The threat landscape is evolving rapidly, with identity-related breaches being the most common type of cyberattack. According to Deloitte, 91% of all cyberattacks begin with a phishing email to an unsuspecting victim, and 32% of all successful breaches involve phishing techniques. This reality highlights the critical need for robust identity protection mechanisms in any digital strategy.

Historically, users of Microsoft Entra ID have leveraged its strong Conditional Access capabilities to secure their digital environments. These features have provided a solid foundation in a landscape where security needs are continually evolving. To further enhance the robust security framework, Microsoft has extended its capabilities with the introduction of the External Authentication Methods (EAM) capability within Microsoft Entra ID. This strategic innovation builds on the existing strengths of the Microsoft ecosystem. It empowers admins to choose their preferred authenticator, even if it’s not from Microsoft. This ensures a more integrated and comprehensive approach to authentication and identity management.

This new feature enhances security by integrating with Entrust IDaaS to provide high assurance multi-factor authentication (MFA) systems. This integration not only addresses the pressing challenges of account takeover (ATO) attacks but also strengthens the overall security posture without disrupting user experience or operational efficiency.

Natee Pretikul, Principal Product Management Lead at Microsoft Security, says about the advancement: “We’re thrilled to announce the integration of Entra ID External Authentication Methods with Entrust, one of the leading MFA vendors with high assurance, phishing-resistant capabilities in the market. This integration will provide our customers with even more flexibility and choice when it comes to securing their systems against the rising threat of phishing attacks.”

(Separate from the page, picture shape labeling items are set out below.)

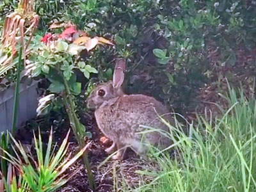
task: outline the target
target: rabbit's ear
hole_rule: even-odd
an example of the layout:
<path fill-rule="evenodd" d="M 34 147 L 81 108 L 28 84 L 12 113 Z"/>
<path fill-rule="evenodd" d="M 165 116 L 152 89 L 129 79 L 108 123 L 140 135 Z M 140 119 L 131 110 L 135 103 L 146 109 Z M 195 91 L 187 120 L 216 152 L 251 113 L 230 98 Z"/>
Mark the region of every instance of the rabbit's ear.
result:
<path fill-rule="evenodd" d="M 113 76 L 113 87 L 118 88 L 121 86 L 124 80 L 124 72 L 125 70 L 125 60 L 119 59 L 116 61 Z"/>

Why the New EAM Capability Matters

  • Enhanced Security Framework: The EAM capability within Microsoft Entra ID allows for a comprehensive security setup that supports a wide array of authentication methods. This adaptability is crucial for defending against varied and evolving cyber threats.
  • Streamlined Integration: By seamlessly connecting with Entrust IDaaS, Microsoft Entra ID now supports an array of cutting-edge authentication processes, including AI-driven biometric verification and risk-based adaptive authentication. These capabilities are essential for organizations looking to bolster their defenses against the most sophisticated of attacks.
  • User-Centric Design: The integration ensures that security measures do not impede user accessibility or operational workflows. This balance is vital for maintaining productivity while ensuring robust security measures are in place.

Entrust IDaaS offers advanced, high assurance, passwordless MFA options that eliminate the use of passwords – one of the weakest links in security chains. Our unique MFA authenticators coupled with a risk-based approach, such as high assurance PKI-based mobile smart credentials, as well as FIDO2 keys, and passkeys, provide phishing-resistant solutions that significantly enhance protection from advanced cyber threats like SIM swap, MFA prompt bombing, and adversary-in-the-middle (AiTM) attacks. In addition, our risk-based adaptive step-up authentication with AI-driven facial biometrics and global IDV helps secure privileged action and high-value transactions.

Entrust offers a wide range of authenticators for a variety of use cases. For environments where mobile device use is restricted or users need offline authentication, Entrust’s MFA Grid Card Authentication offers an effective alternative. This solution is unique to every user, easy to manage, and has been proven in extensive deployments. Additionally, our platform supports a managed risk engine, which uses configurable policies to balance security and user experience precisely tailored to individual scenarios.

Looking Ahead

Building on a strong partnership with Microsoft, our collaboration sets a new standard for identity management solutions. As cyber threats evolve, so too does the need for dynamic and resilient security strategies. The integration of Entrust IDaaS with Microsoft Entra ID represents a forward-thinking approach to these challenges, ensuring that businesses can protect their most valuable assets – user identities – from the ever-present risk of cyber threats.

Entrust’s integrations with Microsoft products extend to several key areas, including PKIaaS with Microsoft Intune, nShield with Microsoft ADCS for enhanced PKI, as well as comprehensive solutions like PKIaaS and nShield or KeyControl with Microsoft Key Vault, and nShield or KeyControl with Microsoft SQL Server. Each integration highlights our commitment to providing diverse and effective security solutions that cater to the contemporary challenges faced by businesses.

Stay connected as we continue to innovate and elevate the standards of identity security. Together, Microsoft and Entrust are not just responding to the digital threats of today but are actively preparing for the challenges of tomorrow. We are committed to transforming the landscape of identity security, paving the way for a safer digital future where businesses can thrive without the looming threat of identity theft.